Jan/Feb 2018  •   Reviews & Interviews

I am San Francisco

Review by Gilbert Wesley Purdy


San Francisco Poems.
A. D. Winans.
Little Red Tree Publishing. 2017. 190 pp.
ISBN 978-1935656159.


The first edition of A. D. Winans' San Francisco Poems was released in 2012 and reviewed here in the pages of Eclectica. The second edition has gained 16 poems. Ten poems have been dropped from the text of the first edition. These changes and an expanded autobiographical prologue add 20 pages to the length all of it an improvement upon the book that went before.

Among the poems added is "I am San Francisco." Like most of the poems, it is a catalogue of memories from a long life in the city and on its open-mic circuit.

I am the only word-slinger
in a working class family
I am a ghost lost
in poetry books struggling to find
the right words to a hit song
like my idol Hank Williams, Sr

Winans is a humble-rakish, anti-literary man from family not much involved with books. It is a common qualification for a street poet, but this poet went all in.

Also gloriously common, in the '50s, after he was discharged from the air force, he attended college tuition-free on the old G.I. Bill for as long as he wished to attend. Being a veteran probably got him his part-time job working nights for the Post Office, as well. The G.I. Bill created a flood of poets in those days.

While others held regular jobs and dabbled on the side in the poetry scene, or, perhaps, drank themselves to death, he quit the Post Office job to give his full-time attention to writing.

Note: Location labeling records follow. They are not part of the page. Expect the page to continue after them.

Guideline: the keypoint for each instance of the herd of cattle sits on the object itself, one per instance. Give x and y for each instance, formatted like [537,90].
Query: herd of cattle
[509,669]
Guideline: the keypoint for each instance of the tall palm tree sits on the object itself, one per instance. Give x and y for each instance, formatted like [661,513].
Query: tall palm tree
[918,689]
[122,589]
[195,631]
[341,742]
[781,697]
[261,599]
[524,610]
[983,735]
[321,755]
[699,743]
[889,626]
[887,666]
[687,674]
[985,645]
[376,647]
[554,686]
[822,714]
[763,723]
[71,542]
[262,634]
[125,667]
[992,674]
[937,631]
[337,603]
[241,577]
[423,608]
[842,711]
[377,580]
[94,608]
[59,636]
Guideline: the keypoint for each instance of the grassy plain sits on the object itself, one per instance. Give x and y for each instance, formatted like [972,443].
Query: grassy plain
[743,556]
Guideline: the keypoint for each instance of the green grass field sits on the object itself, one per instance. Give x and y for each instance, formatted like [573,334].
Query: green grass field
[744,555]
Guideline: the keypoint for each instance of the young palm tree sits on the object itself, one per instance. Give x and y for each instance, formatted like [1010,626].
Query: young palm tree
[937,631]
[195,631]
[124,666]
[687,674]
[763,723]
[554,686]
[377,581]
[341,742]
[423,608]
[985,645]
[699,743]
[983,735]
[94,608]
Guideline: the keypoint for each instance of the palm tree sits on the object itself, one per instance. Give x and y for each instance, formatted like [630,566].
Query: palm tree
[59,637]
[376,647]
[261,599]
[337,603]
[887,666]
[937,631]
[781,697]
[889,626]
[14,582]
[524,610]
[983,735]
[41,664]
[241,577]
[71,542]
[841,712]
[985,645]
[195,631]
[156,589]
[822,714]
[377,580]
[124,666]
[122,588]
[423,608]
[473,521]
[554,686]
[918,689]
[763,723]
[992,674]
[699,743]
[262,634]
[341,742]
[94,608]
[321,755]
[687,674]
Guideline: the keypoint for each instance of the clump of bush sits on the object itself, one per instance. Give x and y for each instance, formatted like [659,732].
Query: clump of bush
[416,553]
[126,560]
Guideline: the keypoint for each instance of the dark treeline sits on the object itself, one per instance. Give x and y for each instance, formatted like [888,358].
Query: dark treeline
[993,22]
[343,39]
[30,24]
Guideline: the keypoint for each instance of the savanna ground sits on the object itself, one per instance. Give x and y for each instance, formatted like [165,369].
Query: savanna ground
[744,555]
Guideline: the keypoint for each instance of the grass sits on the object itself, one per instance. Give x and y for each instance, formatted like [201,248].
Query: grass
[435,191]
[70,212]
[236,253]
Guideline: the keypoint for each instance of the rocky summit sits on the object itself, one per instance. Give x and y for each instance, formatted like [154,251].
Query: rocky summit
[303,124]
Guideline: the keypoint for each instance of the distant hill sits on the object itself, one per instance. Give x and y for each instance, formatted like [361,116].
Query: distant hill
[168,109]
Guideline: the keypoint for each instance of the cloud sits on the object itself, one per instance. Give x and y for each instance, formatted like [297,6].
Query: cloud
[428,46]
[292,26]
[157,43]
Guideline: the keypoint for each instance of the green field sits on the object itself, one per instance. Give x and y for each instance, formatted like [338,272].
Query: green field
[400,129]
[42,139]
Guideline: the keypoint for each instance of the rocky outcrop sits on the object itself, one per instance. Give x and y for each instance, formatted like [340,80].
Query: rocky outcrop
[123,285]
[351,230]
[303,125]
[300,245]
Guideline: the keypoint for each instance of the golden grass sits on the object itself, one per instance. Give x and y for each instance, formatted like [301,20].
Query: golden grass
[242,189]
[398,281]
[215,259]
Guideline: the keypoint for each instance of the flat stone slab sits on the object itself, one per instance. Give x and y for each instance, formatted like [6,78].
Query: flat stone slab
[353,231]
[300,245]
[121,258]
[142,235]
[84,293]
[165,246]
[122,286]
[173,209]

He started a small magazine, Second Coming, which made him a vital player in his place and time. His liver proved to be strong enough for him to survive.

For a street poet, this is a resume for success. This and a penchant for hustling that Winans has to the full. Over the years, his books and interviews have been filled with famous names such as Bukowski, Spicer, Janis Joplin, Ferlinghetti, and others of more local fame, to remind readers that his life and poetry moved among such worlds.

Now he is the wise O.G., the ultimate benefit of survival. In the poem "Call to Poets" he cajoles the younger poets to get the old spirit. Things have changed, and he reminds them of a greater sincerity that used to exist:

Poets unite
forget about a career in poetry
and concentrate on the poem
quit turning out factory
assembly line poems
quit trying to imitate Bukowski

Poets unite
listen to your brothers and sisters
quit being the first poet to read
and the first one to leave

The milieu described in the poem is immediately recognizable to anyone who has spent any period of time in a local open-mic poetry scene.

While A. D. Winans was not among the finest poets of his place and time, he just may have been the most representative. In their way, his poems are as eloquent as any. They capture the unique ways a human life once could play itself out fully invested in the world around it. Both that life and that world may no longer be possible. But we are able to share the harvest of those times through A. D. Winans' San Francisco Poems.